As our algorithms moved from experimentation towards testing in the train station and airport, its calculations changed, the system components were further developed, a more complex and uncertain everyday life needed to be engaged. This was all oriented towards demarcating relevant from irrelevant data in order to delete. Deletion was seen as crucial by the project coordinators to achieving the project’s ethical aims and in order to start building a market value for the technology under development. The system, it was hoped, would become the first choice among firms looking for automated ways to manage their adherence to new data regulations.

Yet deletion could not only happen through demarcation. Decisions had to be taken on the form that deletion would take (changing the route to access data, expunging, overwriting, corrupting data) and the means to accountably demonstrate that deletion had happened. Although decisions were made on all these matters, problems remained. The anticipated nothing—the deletion of irrelevant data—retained a troubling presence in orphan frames that inexplicably escaped the deletion protocols. The anticipated something—a log that accountably demonstrated to audiences that deletion had taken place—was then undermined. In place of a pristine account of nothing (the deleted) was a continual demonstration of the presence of something (the orphan frames): the algorithmic machine had become an expert in accountably demonstrating its own failures. This disruptive blank figure , always attentive to the order in which it was expected to work, was simultaneously managing to challenge that order, by placing significant questions next to the algorithmic system’s future viability. As we will see in Chapters 5 and 6, these questions only become more pronounced over time.

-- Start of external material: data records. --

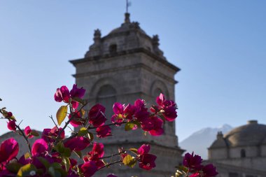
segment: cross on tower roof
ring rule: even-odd
[[[126,0],[126,5],[125,5],[126,13],[128,13],[128,7],[130,6],[131,6],[131,2],[128,1],[128,0]]]

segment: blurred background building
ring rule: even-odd
[[[76,69],[76,84],[88,90],[85,96],[89,107],[97,103],[106,108],[110,121],[115,102],[134,104],[143,99],[148,106],[155,104],[163,93],[167,99],[174,99],[174,75],[180,69],[168,62],[159,48],[158,35],[147,35],[137,22],[131,22],[130,13],[125,22],[106,36],[94,31],[94,43],[84,58],[72,60]],[[125,132],[123,127],[112,129],[113,136],[104,138],[106,155],[115,154],[119,147],[138,148],[144,143],[151,145],[156,155],[156,168],[145,171],[139,167],[111,168],[98,171],[95,176],[106,176],[112,172],[118,176],[170,176],[174,167],[181,164],[183,150],[178,146],[175,122],[166,122],[162,136],[144,135],[141,130]]]
[[[266,125],[257,120],[221,132],[209,148],[209,160],[220,177],[266,176]]]

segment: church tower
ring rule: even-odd
[[[141,98],[155,104],[162,92],[167,99],[174,99],[174,75],[180,69],[167,62],[159,48],[158,35],[148,36],[136,22],[130,22],[126,13],[125,22],[108,35],[102,36],[95,30],[94,43],[84,58],[70,62],[76,69],[74,75],[78,86],[86,89],[85,99],[89,106],[101,103],[108,120],[115,102],[134,104]],[[110,120],[109,120],[110,121]],[[150,144],[151,153],[158,157],[157,167],[145,171],[138,167],[110,168],[99,171],[95,176],[106,176],[108,172],[120,177],[170,176],[174,167],[181,162],[183,150],[178,146],[174,122],[167,122],[164,134],[158,137],[144,135],[141,129],[125,132],[122,127],[112,129],[113,136],[103,139],[106,155],[116,153],[118,148],[138,148]]]

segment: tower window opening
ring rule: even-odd
[[[116,44],[112,44],[109,46],[109,52],[111,55],[115,55],[117,52],[117,45]]]
[[[246,157],[246,150],[244,149],[241,150],[240,156],[241,158]]]

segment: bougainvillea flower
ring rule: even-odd
[[[200,173],[197,172],[192,174],[190,174],[189,177],[200,177]]]
[[[176,113],[176,105],[173,101],[166,101],[164,103],[167,103],[164,108],[164,112],[162,115],[164,116],[165,120],[169,122],[174,121],[177,117]]]
[[[97,104],[93,106],[89,111],[89,122],[94,127],[104,125],[107,120],[104,112],[105,108],[102,104]]]
[[[115,175],[113,174],[108,174],[107,177],[118,177],[118,176],[115,176]]]
[[[194,152],[192,152],[191,155],[190,153],[186,153],[183,159],[183,166],[195,170],[200,170],[202,169],[202,157],[197,155],[194,155]]]
[[[50,131],[50,134],[51,136],[54,136],[55,137],[58,136],[59,133],[62,130],[62,128],[59,127],[57,128],[57,127],[55,126]],[[62,131],[59,136],[60,139],[64,139],[64,131]]]
[[[144,155],[144,154],[148,154],[150,151],[150,146],[149,144],[143,144],[139,149],[138,149],[138,154],[139,155]]]
[[[29,139],[31,139],[34,137],[33,135],[30,134],[31,133],[31,129],[29,127],[29,126],[27,126],[26,128],[24,129],[24,132],[25,133],[26,136],[28,136]]]
[[[144,154],[140,156],[139,166],[141,169],[150,170],[156,167],[155,160],[157,157],[151,154]]]
[[[127,115],[127,119],[132,120],[133,118],[133,115],[136,112],[136,106],[132,104],[127,104],[124,110],[124,113]]]
[[[80,151],[89,146],[90,142],[87,138],[77,136],[69,139],[64,143],[64,147],[70,148],[71,150]]]
[[[57,128],[55,126],[52,129],[44,129],[41,134],[41,138],[44,139],[47,143],[55,142],[55,139],[57,137],[59,132],[61,132],[62,128]],[[59,139],[64,139],[64,131],[62,131],[60,134]]]
[[[64,101],[65,103],[69,103],[70,98],[69,90],[65,85],[63,85],[57,89],[54,97],[55,101],[61,102]]]
[[[114,103],[113,106],[113,111],[115,114],[124,114],[124,106],[120,103]]]
[[[211,164],[203,167],[202,172],[204,177],[212,177],[218,175],[216,168]]]
[[[16,127],[15,127],[15,122],[14,120],[10,120],[8,122],[8,128],[11,131],[15,131]]]
[[[147,111],[148,108],[145,107],[144,100],[139,99],[135,101],[134,105],[136,108],[134,115],[139,122],[141,122],[148,118],[150,113]]]
[[[71,98],[78,97],[80,99],[82,99],[84,97],[85,92],[86,92],[86,90],[83,89],[83,87],[78,88],[77,85],[74,84],[72,90],[70,90],[70,95]]]
[[[93,148],[92,151],[88,153],[90,160],[98,160],[99,158],[104,157],[104,144],[95,143],[93,144]]]
[[[72,118],[71,121],[70,122],[70,124],[74,127],[77,127],[80,126],[84,122],[84,120],[83,118],[81,118],[81,117],[80,117],[80,111],[75,111],[75,113],[73,113],[73,115],[71,114],[69,114],[69,119],[71,119],[72,118],[72,116],[74,118]]]
[[[81,165],[80,169],[85,177],[90,177],[97,171],[97,167],[94,162],[88,161]]]
[[[161,112],[165,120],[169,122],[174,121],[177,117],[176,104],[174,101],[165,99],[164,95],[160,94],[156,98],[157,106],[150,108],[150,111],[158,113]]]
[[[141,122],[141,128],[149,132],[150,135],[159,136],[164,133],[162,128],[163,121],[156,116],[146,119]]]
[[[8,112],[8,113],[7,113],[7,116],[8,116],[8,118],[11,118],[12,115],[13,115],[13,113],[12,113],[11,112]]]
[[[98,127],[96,129],[96,132],[97,133],[98,138],[104,138],[112,135],[111,134],[111,128],[108,125]]]
[[[35,141],[31,148],[33,156],[38,156],[48,150],[48,145],[43,139]]]
[[[18,153],[18,142],[13,138],[4,141],[0,146],[0,164],[15,158]]]

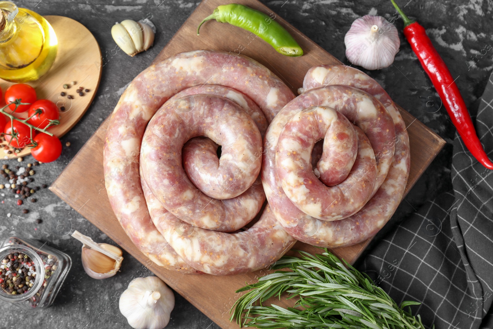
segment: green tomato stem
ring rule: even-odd
[[[15,104],[15,109],[13,111],[12,111],[13,113],[14,112],[15,112],[15,110],[16,110],[17,109],[17,107],[19,105],[21,105],[20,104],[16,104],[15,102],[12,102],[10,104],[7,104],[7,105],[5,105],[5,106],[4,106],[3,108],[1,108],[1,109],[0,109],[0,113],[3,113],[4,114],[5,114],[5,115],[6,115],[7,116],[8,116],[8,117],[9,117],[10,118],[10,125],[11,125],[11,126],[12,126],[12,125],[13,125],[14,120],[16,120],[17,121],[20,121],[21,122],[22,122],[23,123],[24,123],[24,124],[25,124],[28,127],[29,127],[31,128],[31,142],[32,143],[34,143],[34,140],[33,139],[33,129],[34,129],[35,130],[37,130],[37,131],[39,131],[40,132],[41,132],[41,133],[44,133],[46,134],[46,135],[49,135],[50,136],[53,136],[53,134],[52,134],[50,132],[49,132],[47,130],[46,130],[46,128],[47,128],[48,127],[50,127],[51,126],[49,124],[48,124],[48,126],[47,126],[46,127],[41,129],[41,128],[38,128],[37,127],[35,127],[35,126],[33,126],[33,125],[32,125],[31,123],[29,123],[29,122],[27,122],[28,120],[29,120],[29,119],[31,118],[32,117],[33,117],[33,116],[34,116],[34,115],[35,115],[36,113],[35,113],[34,114],[33,114],[33,115],[32,115],[31,116],[29,117],[29,118],[28,118],[27,119],[21,119],[20,118],[18,118],[18,117],[17,117],[16,116],[14,116],[12,115],[12,114],[10,114],[9,113],[7,113],[5,111],[5,109],[6,109],[8,106],[9,106],[10,105],[11,105],[12,104]],[[59,122],[59,123],[60,122]],[[55,125],[55,124],[52,124],[52,125],[51,125],[51,126],[54,126],[54,125]]]

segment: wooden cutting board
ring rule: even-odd
[[[103,60],[98,41],[87,28],[74,19],[62,16],[49,15],[44,18],[53,28],[58,39],[57,57],[46,74],[27,83],[36,90],[38,99],[50,100],[59,109],[65,108],[64,110],[59,111],[60,124],[49,130],[60,138],[79,122],[94,99],[101,79]],[[74,85],[72,85],[72,81],[75,82]],[[1,79],[0,82],[4,91],[13,84]],[[66,83],[70,88],[64,89],[63,85]],[[79,87],[88,89],[89,92],[84,91],[83,96],[79,96],[75,92]],[[62,97],[60,92],[62,91],[73,98]],[[4,104],[3,98],[1,98],[0,106]],[[14,115],[25,118],[27,112]],[[13,150],[11,146],[9,149]],[[1,153],[5,159],[25,156],[31,154],[31,149],[24,147],[19,153],[11,154],[7,153],[8,150],[5,150],[4,154]]]
[[[340,64],[336,58],[289,25],[256,0],[236,2],[261,10],[284,26],[292,34],[305,52],[302,57],[287,57],[276,52],[261,39],[247,32],[215,21],[207,22],[196,33],[197,26],[217,5],[232,2],[226,0],[204,0],[197,7],[176,34],[156,57],[154,63],[177,53],[197,49],[239,51],[258,61],[282,78],[296,93],[302,84],[309,68],[321,64]],[[159,32],[158,32],[159,33]],[[340,45],[340,46],[344,46]],[[445,142],[407,111],[399,108],[408,126],[411,142],[411,173],[406,189],[409,191],[445,144]],[[77,210],[116,243],[123,247],[173,289],[183,296],[220,327],[238,328],[229,321],[229,311],[237,298],[234,291],[246,282],[265,275],[266,271],[228,277],[177,274],[153,264],[131,242],[113,215],[105,189],[103,172],[103,147],[107,120],[79,151],[50,187],[56,194]],[[338,248],[333,252],[353,263],[369,241],[355,246]],[[295,249],[317,252],[315,247],[298,242]],[[123,266],[125,266],[124,262]],[[285,301],[277,302],[287,305]]]

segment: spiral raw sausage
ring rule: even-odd
[[[352,86],[358,89],[351,87]],[[374,195],[352,216],[340,220],[320,220],[301,212],[286,196],[276,177],[275,147],[282,128],[299,111],[310,106],[327,106],[338,110],[347,111],[347,108],[357,107],[362,103],[361,90],[368,93],[366,99],[373,99],[376,104],[381,102],[387,109],[394,127],[395,135],[381,131],[373,138],[368,136],[377,161],[390,160],[384,170],[379,171],[381,182],[377,180]],[[307,73],[304,82],[305,92],[290,102],[278,114],[269,126],[264,144],[266,156],[262,168],[262,180],[269,204],[276,218],[284,229],[298,240],[313,245],[330,247],[355,244],[372,236],[387,222],[395,212],[402,198],[409,177],[409,143],[405,126],[398,110],[388,94],[374,80],[359,70],[344,66],[322,65],[312,68]],[[359,96],[355,95],[359,93]],[[363,94],[366,94],[364,93]],[[339,95],[338,96],[337,95]],[[375,99],[368,97],[372,95]],[[334,102],[337,99],[338,102]],[[368,103],[369,104],[369,103]],[[339,109],[337,106],[339,106]],[[376,106],[376,108],[379,107]],[[362,128],[373,124],[380,124],[382,117],[369,107],[368,113],[373,119]],[[360,111],[364,111],[360,107]],[[380,110],[377,110],[380,113]],[[353,120],[350,118],[350,120]],[[355,120],[354,120],[355,121]],[[364,129],[363,129],[363,130]],[[312,159],[312,162],[315,161]],[[317,170],[321,168],[319,166]]]
[[[148,197],[146,204],[141,187],[145,186],[146,182],[141,182],[140,179],[140,164],[142,164],[139,162],[141,144],[149,121],[174,95],[188,88],[208,84],[222,85],[244,94],[258,106],[269,121],[294,97],[289,88],[270,71],[245,56],[232,55],[224,52],[199,50],[178,54],[151,66],[129,85],[110,119],[104,149],[106,190],[113,211],[125,232],[138,248],[159,265],[184,273],[196,272],[196,268],[211,274],[244,273],[275,260],[295,241],[274,220],[268,208],[259,221],[246,231],[250,233],[228,234],[194,226],[192,229],[194,231],[202,232],[204,236],[213,236],[214,239],[204,239],[198,247],[197,239],[192,235],[188,234],[187,231],[184,231],[185,233],[175,239],[174,234],[176,234],[176,230],[173,233],[171,229],[161,227],[170,242],[175,241],[174,247],[176,251],[185,251],[178,252],[183,256],[180,256],[175,250],[172,250],[173,248],[169,247],[168,241],[159,233],[154,223],[159,226],[167,224],[168,227],[171,227],[170,225],[176,223],[181,226],[183,222],[174,216],[165,223],[156,220],[162,218],[160,215],[163,213],[170,214],[163,211],[163,200],[159,199],[166,196],[157,195],[152,199],[146,193],[145,195]],[[236,100],[242,102],[241,100]],[[257,120],[254,121],[258,123]],[[256,183],[259,186],[258,181]],[[154,223],[148,207],[151,214],[155,215],[152,219]],[[244,237],[245,236],[253,237],[254,240]],[[154,240],[156,242],[153,243]],[[178,240],[181,244],[180,246],[176,242]],[[259,242],[262,241],[265,243]],[[227,257],[229,260],[221,258],[221,255],[225,255],[226,249],[221,251],[212,246],[221,245],[221,241],[224,246],[229,243],[230,250],[236,250],[239,253],[241,250],[244,254],[239,254],[238,257],[231,256]],[[254,247],[254,245],[258,245]],[[190,255],[187,253],[190,249],[185,246],[197,248],[193,249],[195,252],[193,255]],[[208,254],[209,248],[217,251],[218,254],[214,254],[214,256],[219,256],[224,263],[230,264],[225,267],[229,269],[227,273],[215,271],[213,265],[218,263],[216,259],[209,259],[212,268],[208,267],[203,262],[196,261],[196,259],[208,261],[204,257]],[[263,254],[260,255],[255,253]],[[233,263],[234,266],[231,265]]]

In sum, we have seen in this chapter that doing deletion can be a form of active qualculative work. The members of the project team dedicated hours and effort to build a machine to algorithmically delete. The technical work was also preparatory market work and accountability work. It involved coordination, computer science, social science, the invocation of end-user needs, and different ways to understand a developing policy environment. Doing this work was neither singular nor straightforward, but involved somehow making something from this diverse array. And making something required qualculations to separate out and identify objects, then bring those objects together in object classifications in order to be judged. Yet setting limits for our algorithmic system through deletion was not straightforward; for something to be convincingly limited, it needed to be demonstrably and accountably limited. The work to produce an accountable deleting machine was focused on producing a machine that could account for itself and the way it set limits, demonstrating nothing (the product of deletion) as a prior step to something (the account of nothing, building a world of relations of value into the technology). However, accountability work was also uncertain and a little precarious with the world of relations of people and things assembled to do accountability, shifting between certainty and uncertainty. The study of making deleting accountable, emphasised this precariousness—to prove that nothing existed as a result of something being deleted, without resurrecting the thing deleted, proved an ongoing conceptual and practical challenge. As we will see in Chapter 5, this was only the start of a series of challenges for our algorithms.